When the city rezoned that area from industrial to mixed-use in 2004, it mapped zoning that allowed both residential and commercial development. However, planners also kept a special Garment District rule that prevented buildings larger than 70,000 square feet from converting to apartments, hotels or offices unless the landlord could provide an amount of manufacturing space equivalent to what was being lost. In 2018, the city modified the zoning to allow office — but not residential — conversions in larger buildings. That restriction remains in place today. 

“There’s not enough manufacturing here to in your wildest dreams use all this space,” said Blair, who described much of the stock west of Eighth Avenue as “230,000-square-foot buildings with huge windows. They’re really appropriate for conversion. We’re hoping that City Planning will consider that corridor because it’s so important to lifting up both sides of Eighth Avenue.”

From 2005 to 2018, the city approved 29 new hotels on those blocks but just three sites for housing, totaling 976 apartments. 

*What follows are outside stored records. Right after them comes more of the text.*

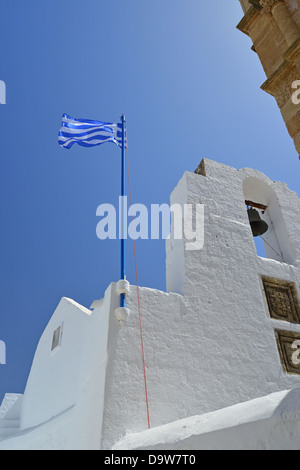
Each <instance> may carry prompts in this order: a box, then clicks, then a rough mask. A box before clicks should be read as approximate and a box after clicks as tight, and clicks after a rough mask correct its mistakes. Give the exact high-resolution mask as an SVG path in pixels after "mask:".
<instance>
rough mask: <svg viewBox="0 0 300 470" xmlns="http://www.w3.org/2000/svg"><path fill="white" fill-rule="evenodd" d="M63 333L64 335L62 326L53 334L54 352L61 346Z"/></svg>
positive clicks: (52, 345)
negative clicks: (55, 350) (62, 330)
mask: <svg viewBox="0 0 300 470" xmlns="http://www.w3.org/2000/svg"><path fill="white" fill-rule="evenodd" d="M61 333H62V325H61V326H59V327H58V328H56V330H55V331H54V333H53V338H52V347H51V351H54V349H56V348H58V347H59V346H60V343H61Z"/></svg>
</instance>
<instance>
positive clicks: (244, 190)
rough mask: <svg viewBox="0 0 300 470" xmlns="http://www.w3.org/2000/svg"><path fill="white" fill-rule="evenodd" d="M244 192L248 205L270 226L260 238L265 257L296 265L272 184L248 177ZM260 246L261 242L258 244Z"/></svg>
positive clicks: (246, 181)
mask: <svg viewBox="0 0 300 470" xmlns="http://www.w3.org/2000/svg"><path fill="white" fill-rule="evenodd" d="M243 191H244V197H245V202H246V204H248V205H249V203H250V206H251V204H253V206H252V207H254V208H255V209H256V210H257V211H258V213H259V216H260V218H261V220H262V221H263V222H265V223H267V224H268V230H267V231H266V232H265V233H264V234H263V235H261V236H260V238H261V239H262V241H263V246H264V250H265V257H266V258H270V259H274V260H276V261H280V262H284V263H288V264H294V262H295V257H296V255H295V253H294V250H293V248H292V246H291V243H290V238H289V234H288V230H287V227H286V223H285V220H284V214H283V213H282V209H281V207H280V205H279V202H278V198H277V196H276V192H275V191H274V189H273V187H272V182H271V181H265V180H264V179H260V178H259V177H257V176H248V177H246V178H245V179H244V181H243ZM258 245H259V241H258V243H256V246H258ZM260 255H261V254H260Z"/></svg>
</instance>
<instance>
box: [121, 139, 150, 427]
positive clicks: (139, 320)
mask: <svg viewBox="0 0 300 470" xmlns="http://www.w3.org/2000/svg"><path fill="white" fill-rule="evenodd" d="M126 156H127V171H128V188H129V200H130V207H131V206H132V199H131V184H130V173H129V158H128V147H127V148H126ZM132 219H133V216H132V214H131V222H132ZM131 226H132V235H133V236H132V240H133V251H134V264H135V277H136V292H137V302H138V311H139V323H140V337H141V349H142V360H143V370H144V384H145V397H146V408H147V420H148V428H149V429H150V416H149V403H148V391H147V379H146V366H145V354H144V343H143V330H142V315H141V302H140V293H139V282H138V273H137V260H136V249H135V237H134V228H133V224H131Z"/></svg>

“They’re not rezoning all of it and I think they should,” said Mitchell Korbey, City Planning’s former Brooklyn director and chair of the land use practice at law firm Herrick Feinstein. “There are places still zoned M that I think they should look at.”

The Midtown South Mixed-Use Plan, as the city has dubbed it, includes the industrially zoned swath of the Garment District between Fifth and Eighth avenues along with several more blocks southeast of Penn Station from 25th to 31st streets between Fifth and Seventh avenues. The Department of City Planning, for its part, claims that it does plan to remove the neighborhood’s prohibition against residential conversions as part of a separate zoning action — a citywide slate of proposals called City of Yes for Housing Opportunity. 

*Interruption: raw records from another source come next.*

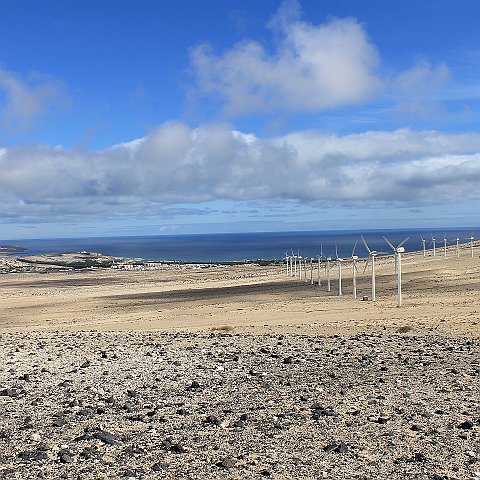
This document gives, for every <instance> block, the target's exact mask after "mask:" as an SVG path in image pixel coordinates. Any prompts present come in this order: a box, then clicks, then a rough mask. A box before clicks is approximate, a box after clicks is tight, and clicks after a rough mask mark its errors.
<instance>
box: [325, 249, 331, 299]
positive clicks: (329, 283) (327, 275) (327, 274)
mask: <svg viewBox="0 0 480 480" xmlns="http://www.w3.org/2000/svg"><path fill="white" fill-rule="evenodd" d="M331 260H332V257H327V262H326V264H325V269H326V274H327V292H330V291H331V290H332V288H331V285H330V261H331Z"/></svg>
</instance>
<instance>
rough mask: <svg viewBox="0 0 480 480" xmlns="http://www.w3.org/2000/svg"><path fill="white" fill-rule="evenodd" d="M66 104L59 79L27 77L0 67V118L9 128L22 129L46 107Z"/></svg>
mask: <svg viewBox="0 0 480 480" xmlns="http://www.w3.org/2000/svg"><path fill="white" fill-rule="evenodd" d="M68 103H69V99H68V95H67V94H66V88H65V85H64V84H63V82H61V81H60V80H57V79H54V78H52V77H50V76H47V75H45V74H41V73H38V72H37V73H32V74H30V75H29V77H28V78H27V79H21V78H20V77H19V76H18V75H16V74H14V73H13V72H10V71H8V70H5V69H3V68H1V67H0V118H1V120H2V123H3V124H4V126H5V127H6V128H8V129H11V130H14V129H15V130H26V129H28V128H30V127H31V125H32V122H33V121H34V120H35V119H36V118H38V117H39V116H41V115H43V114H45V113H47V112H48V111H49V110H50V109H56V108H63V107H65V106H67V105H68Z"/></svg>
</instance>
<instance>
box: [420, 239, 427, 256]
mask: <svg viewBox="0 0 480 480" xmlns="http://www.w3.org/2000/svg"><path fill="white" fill-rule="evenodd" d="M420 238H421V239H422V247H423V258H425V257H426V251H425V242H426V240H425V239H424V238H423V237H422V236H420Z"/></svg>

Brian Steinwurtzel, the co-CEO of GFP Real Estate, a major commercial owner in the area, said he was supportive of the rezoning. And he argued that the blocks between Eighth and Ninth avenues would work better than the ones between Seventh and Eighth.

“The building stock that is there is easier to convert, or it’s smaller and easier to take down in order to build new,” he said. “For smaller properties, demolition is not just less expensive, it’s the time. The cost of equity and debt is somewhere between 15 and 20 percent a year. So, in order for an investor to go forward with a project, they have to believe they will earn greater than a 20 percent return per year on the project. And every month you have to wait to start the project lowers your return.”

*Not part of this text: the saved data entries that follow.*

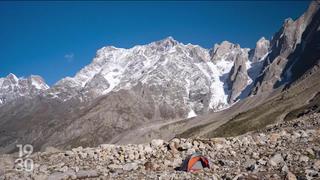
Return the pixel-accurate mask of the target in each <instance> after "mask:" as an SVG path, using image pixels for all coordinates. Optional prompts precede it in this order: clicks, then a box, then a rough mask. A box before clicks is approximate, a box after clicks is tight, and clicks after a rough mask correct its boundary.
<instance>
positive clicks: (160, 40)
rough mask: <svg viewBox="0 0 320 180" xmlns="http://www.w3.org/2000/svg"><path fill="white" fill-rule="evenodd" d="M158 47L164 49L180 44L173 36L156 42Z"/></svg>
mask: <svg viewBox="0 0 320 180" xmlns="http://www.w3.org/2000/svg"><path fill="white" fill-rule="evenodd" d="M155 43H156V44H157V45H160V46H164V47H173V46H176V45H177V44H179V42H178V41H177V40H175V39H173V37H172V36H168V37H166V38H165V39H162V40H160V41H156V42H155Z"/></svg>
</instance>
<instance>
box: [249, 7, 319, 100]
mask: <svg viewBox="0 0 320 180" xmlns="http://www.w3.org/2000/svg"><path fill="white" fill-rule="evenodd" d="M318 9H319V2H317V1H313V2H312V3H311V5H310V7H309V8H308V10H307V11H306V12H305V13H304V14H303V15H302V16H300V17H299V18H298V19H297V20H295V21H293V20H292V19H291V18H289V19H286V20H285V23H284V24H283V26H282V28H281V29H280V31H279V32H277V33H276V34H275V36H274V37H273V39H272V40H271V43H270V44H271V45H270V46H271V47H270V49H271V52H270V54H269V55H268V56H267V58H266V59H267V61H266V63H265V65H264V66H265V67H264V70H263V74H262V75H261V76H260V77H259V79H258V80H257V81H256V83H255V88H254V89H253V92H252V93H253V94H257V93H263V92H270V91H272V90H273V89H274V88H275V87H277V86H279V85H281V84H283V83H284V82H287V81H291V80H290V79H284V78H285V77H284V76H283V75H284V74H285V73H284V69H285V67H286V65H287V64H288V62H289V60H290V61H294V60H293V59H295V58H292V57H289V56H290V55H291V54H292V53H294V51H295V49H296V47H297V45H299V44H300V43H301V37H302V34H303V32H304V31H305V29H306V27H307V26H308V25H309V24H310V22H311V21H312V19H313V16H314V15H315V13H316V12H317V11H318ZM287 78H290V77H287ZM277 82H282V83H278V84H277V86H276V83H277Z"/></svg>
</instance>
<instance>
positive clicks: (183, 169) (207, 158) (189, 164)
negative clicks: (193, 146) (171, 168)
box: [179, 153, 210, 172]
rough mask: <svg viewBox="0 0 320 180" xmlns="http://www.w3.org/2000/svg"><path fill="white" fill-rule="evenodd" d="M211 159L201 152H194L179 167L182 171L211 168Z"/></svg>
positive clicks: (179, 168)
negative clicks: (200, 153) (194, 152)
mask: <svg viewBox="0 0 320 180" xmlns="http://www.w3.org/2000/svg"><path fill="white" fill-rule="evenodd" d="M209 167H210V166H209V160H208V158H206V157H205V156H202V155H201V154H198V153H194V154H192V155H190V156H188V157H187V158H186V159H185V160H184V161H183V163H182V165H181V167H180V168H179V170H180V171H187V172H195V171H199V170H201V169H203V168H209Z"/></svg>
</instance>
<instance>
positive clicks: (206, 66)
mask: <svg viewBox="0 0 320 180" xmlns="http://www.w3.org/2000/svg"><path fill="white" fill-rule="evenodd" d="M259 42H261V43H257V48H256V50H255V51H254V53H253V57H254V58H257V57H261V56H262V53H263V52H265V49H267V48H268V45H269V43H268V41H267V40H265V39H264V38H263V39H262V40H259ZM260 49H262V50H260ZM249 51H250V49H248V48H241V47H240V46H239V45H238V44H233V43H230V42H228V41H223V42H222V43H221V44H220V45H219V44H215V46H214V48H213V49H205V48H202V47H200V46H198V45H192V44H183V43H180V42H178V41H176V40H175V39H173V38H172V37H168V38H165V39H163V40H160V41H156V42H152V43H150V44H147V45H137V46H134V47H132V48H130V49H124V48H116V47H113V46H107V47H103V48H101V49H99V50H98V51H97V54H96V57H95V58H94V59H93V61H92V63H90V64H89V65H87V66H86V67H84V68H83V69H81V70H80V71H79V72H78V73H77V74H76V75H75V76H74V77H66V78H63V79H62V80H60V81H59V82H57V83H56V84H55V85H54V86H53V87H52V88H49V87H48V86H47V85H46V84H45V83H44V81H43V80H42V78H41V77H39V76H30V77H29V78H28V79H20V80H19V79H17V78H16V77H15V76H14V75H13V74H10V75H8V77H7V78H4V79H2V80H1V81H3V82H5V83H3V85H2V89H3V90H2V91H1V92H2V93H1V94H2V96H1V97H2V99H1V101H2V103H5V102H8V101H11V100H14V99H15V98H17V97H20V96H31V97H33V96H34V95H38V94H40V92H44V93H43V94H42V93H41V96H45V97H49V98H56V99H59V100H61V101H63V102H65V101H68V100H71V99H79V100H80V101H81V102H90V101H92V100H94V99H96V98H97V97H100V96H102V95H106V94H108V93H110V92H116V91H119V90H120V89H135V88H134V87H136V86H141V88H142V91H143V90H148V91H151V92H150V93H151V97H148V98H151V100H152V101H155V102H157V103H159V104H162V103H165V104H168V105H170V106H171V107H179V108H180V109H181V110H182V111H183V112H184V113H182V114H185V117H193V116H195V115H196V114H202V113H205V112H208V111H211V110H213V111H215V110H220V109H222V108H226V107H228V106H230V105H231V104H232V103H234V102H235V101H236V100H237V99H238V98H239V97H240V95H241V94H242V96H241V97H242V98H243V97H245V96H244V95H243V93H242V91H243V90H244V89H245V88H246V87H247V86H248V85H249V84H251V83H252V82H253V79H255V78H256V76H257V72H256V71H257V70H256V69H259V68H261V67H260V66H261V65H259V63H260V64H261V60H259V61H258V60H255V61H256V62H252V61H251V60H249V57H248V56H249ZM262 60H263V59H262ZM256 65H257V66H256ZM258 66H259V67H258ZM239 68H240V69H239ZM252 71H255V72H256V73H251V72H252ZM238 72H241V73H238ZM8 82H10V84H12V85H14V87H15V88H13V86H12V87H11V85H10V86H8V87H7V85H6V84H8ZM6 88H9V89H6ZM141 88H140V89H141ZM246 94H248V93H246Z"/></svg>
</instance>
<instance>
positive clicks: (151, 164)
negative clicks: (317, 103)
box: [0, 114, 320, 180]
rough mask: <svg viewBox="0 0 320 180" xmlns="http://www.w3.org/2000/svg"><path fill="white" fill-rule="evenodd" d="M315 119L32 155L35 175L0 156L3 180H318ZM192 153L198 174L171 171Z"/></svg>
mask: <svg viewBox="0 0 320 180" xmlns="http://www.w3.org/2000/svg"><path fill="white" fill-rule="evenodd" d="M319 135H320V114H311V115H307V116H303V117H300V118H299V119H296V120H292V121H289V122H281V123H278V124H274V125H270V126H268V127H266V128H265V129H263V130H260V131H258V132H251V133H248V134H245V135H242V136H237V137H228V138H213V139H201V138H196V139H177V138H175V139H172V140H170V141H169V142H166V141H163V140H159V139H158V140H157V139H156V140H153V141H151V142H150V143H148V144H139V145H130V144H128V145H111V144H102V145H100V146H99V147H96V148H82V147H78V148H74V149H72V150H69V151H59V150H58V149H55V148H51V147H48V148H47V149H46V151H45V152H37V153H35V154H33V155H32V156H31V158H32V159H33V160H34V163H35V164H34V170H33V171H32V172H31V173H29V172H24V171H21V172H18V171H15V170H14V163H13V160H14V158H15V155H1V156H0V159H1V161H0V174H2V176H1V177H2V179H21V178H23V179H67V178H70V179H77V178H89V179H90V178H92V179H110V178H112V179H127V178H130V179H141V178H142V179H170V178H175V179H204V178H210V179H235V180H237V179H279V180H280V179H284V178H286V179H289V180H294V179H317V178H319V177H320V144H319V142H320V141H319ZM193 152H200V153H202V154H203V155H205V156H207V157H208V158H209V160H210V168H208V169H204V170H202V171H200V172H197V173H187V172H181V171H177V170H175V168H177V167H179V166H180V165H181V163H182V161H183V160H184V159H185V158H186V157H187V156H188V155H190V154H192V153H193Z"/></svg>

And, if the city wants to see a large number of residential conversions, there needs to be a tax abatement to offset the cost, Steinwurtzel said. “The low-hanging fruit will be converted or built quickly. The more complicated and longer projects may take longer or not happen without financial incentive or a collapse in building prices.”

Investment sales broker David Schechtman put it even more bluntly. 

“The Garment District used to be bustling with activity,” he said. “It’s now pockmarked with tourist hotels, some signs of life in really decent food and beverage, a handful of well-done buildings — but mostly antiquated office buildings with tons of vacancy. The only way to increase value and spur activity in that neighborhood is to legislate value into those buildings. Now, more so than ever, when values have declined and will continue to do so, some of these buildings are worth only the dirt on which they’re built, if that.”